Interactive CD to Promote Safe School Initiative
The United States Secret Service and United States Department of Education announced the release of the latest tool for educators and communities to improve school safety. The interactive CD-ROM, titled A Safe School and Threat Assessment Experience: Scenarios Exploring the Findings of the Safe School Initiative , is designed to complement the final report on the Safe School Initiative (SSI).
Patterned after the Secret Service’s previous operational studies and research into targeted violence and implemented through the U.S. Secret Service’s National Threat Assessment Center and the U.S. Department of Education’s Safe and Drug Free Schools Program, the SSI examined 37 incidents involving 41 school attacks that had occurred between 1974 and 2000. The study found that school attacks are rarely impulsive. Rather, they are typically thought out and planned in advance. One of the key recommendations of the SSI was that schools form multidisciplinary threat assessment teams to assist with identifying, assessing and managing students who may pose a threat of targeted violence.
It is for such school-based threat assessment teams that the interactive CD has been developed. Through the use of two hypothetical school-based scenarios, school threat assessment team members may further develop their skills in conducting a virtual threat assessment inquiry. The interactive format visually integrates the study findings, threat assessment processes and implications for prevention. In addition to the scenarios, this CD also contains key research findings, interviews with study authors and practitioners and links to additional resources.
“We are committed to sharing our expertise in threat assessment and violence prevention so that others, especially our nation’s schools, may benefit,” Secret Service Director Mark Sullivan said. “I am pleased that this training tool will offer schools and communities additional resources and information that may help them prevent future attacks.”

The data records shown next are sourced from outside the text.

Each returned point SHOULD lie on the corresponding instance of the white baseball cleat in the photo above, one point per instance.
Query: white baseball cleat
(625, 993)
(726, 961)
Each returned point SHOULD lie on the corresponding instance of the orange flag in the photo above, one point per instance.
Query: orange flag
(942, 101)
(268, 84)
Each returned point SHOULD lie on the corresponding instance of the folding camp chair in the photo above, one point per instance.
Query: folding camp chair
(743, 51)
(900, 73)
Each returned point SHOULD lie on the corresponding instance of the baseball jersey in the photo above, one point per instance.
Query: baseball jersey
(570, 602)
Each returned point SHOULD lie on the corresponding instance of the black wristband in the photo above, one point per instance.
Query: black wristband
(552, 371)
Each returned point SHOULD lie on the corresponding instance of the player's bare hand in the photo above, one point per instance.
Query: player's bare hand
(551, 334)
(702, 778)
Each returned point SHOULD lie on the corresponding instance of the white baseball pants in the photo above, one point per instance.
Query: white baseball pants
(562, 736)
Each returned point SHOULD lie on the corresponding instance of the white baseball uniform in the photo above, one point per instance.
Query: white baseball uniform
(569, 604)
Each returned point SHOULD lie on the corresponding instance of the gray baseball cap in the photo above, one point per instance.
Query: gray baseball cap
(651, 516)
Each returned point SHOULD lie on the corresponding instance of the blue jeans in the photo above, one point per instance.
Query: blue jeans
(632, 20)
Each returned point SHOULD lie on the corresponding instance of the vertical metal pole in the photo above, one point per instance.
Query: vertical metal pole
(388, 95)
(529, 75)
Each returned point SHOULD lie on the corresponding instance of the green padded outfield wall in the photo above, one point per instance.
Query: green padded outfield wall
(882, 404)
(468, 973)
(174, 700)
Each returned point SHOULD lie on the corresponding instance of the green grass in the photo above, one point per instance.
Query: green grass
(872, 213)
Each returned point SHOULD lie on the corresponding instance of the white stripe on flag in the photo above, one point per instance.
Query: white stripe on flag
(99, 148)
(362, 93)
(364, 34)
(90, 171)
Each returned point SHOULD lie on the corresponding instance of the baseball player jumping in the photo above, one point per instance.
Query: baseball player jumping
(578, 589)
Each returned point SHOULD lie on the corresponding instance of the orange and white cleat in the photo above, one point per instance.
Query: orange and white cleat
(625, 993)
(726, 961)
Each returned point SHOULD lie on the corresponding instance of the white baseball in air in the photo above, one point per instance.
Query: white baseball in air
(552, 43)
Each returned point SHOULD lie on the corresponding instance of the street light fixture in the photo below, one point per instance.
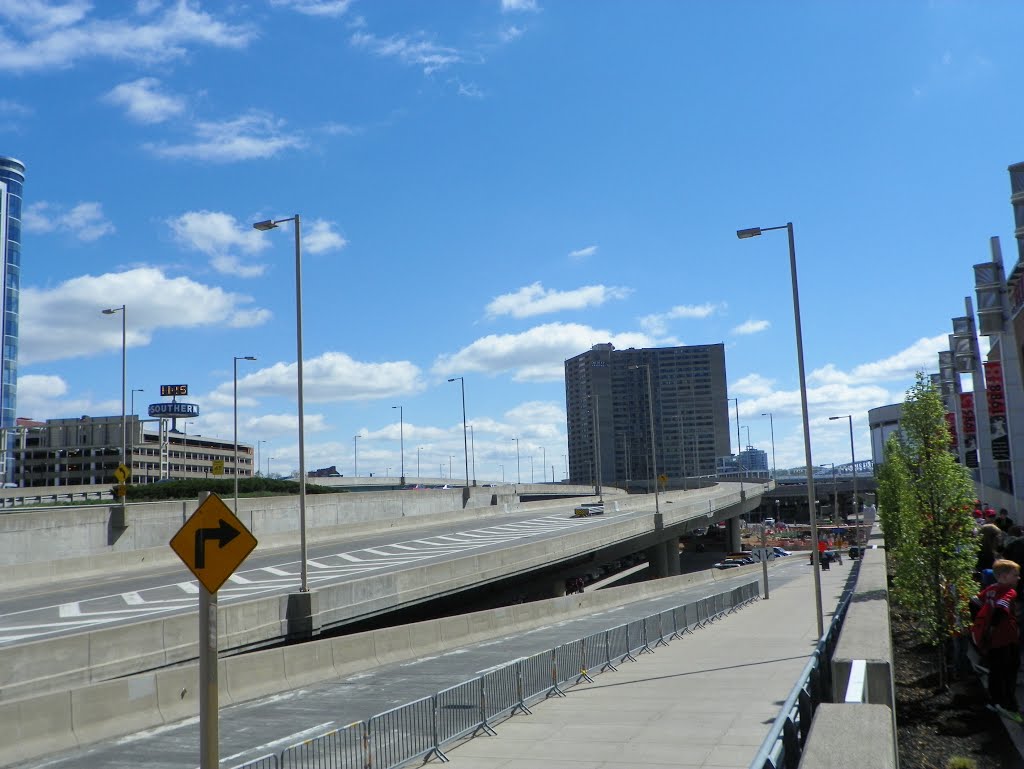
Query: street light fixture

“We know that when our schools aren’t safe, teachers can’t teach, and children can’t learn,” said Deborah Price, Assistant Deputy Secretary of the U.S. Department of Education’s Office of Safe and Drug-Free Schools. “Schools are safe places; however, they can be made safer. This CD-ROM is a timely and important tool in working to ensure our schools are the safest places possible.”
Beginning in January, the CD will be distributed to law enforcement and school safety personnel across the country and can be ordered via the Department of Education website at www.edpubs.org/.
About the Secret Service’s National Threat Assessment Center
The National Threat Assessment Center (NTAC) was created by the Secret Service in 1998 to provide leadership and guidance to the emerging field of threat assessment. Specifically, NTAC offers timely, realistic, useful and effective advice to law enforcement and other professionals and organizations with responsibilities to investigate and/or prevent targeted violence.
About the Department of Education’s Safe and Drug Free Schools Program
The Office of Safe and Drug-Free Schools administers, coordinates and recommends policy for improving the quality and excellence of programs and activities designed to keep our schools safe and drug-free. The office, established in 2002, provides financial assistance for drug and violence prevention activities and activities that promote the health and well being of students in elementary and secondary schools, and institutions of higher education.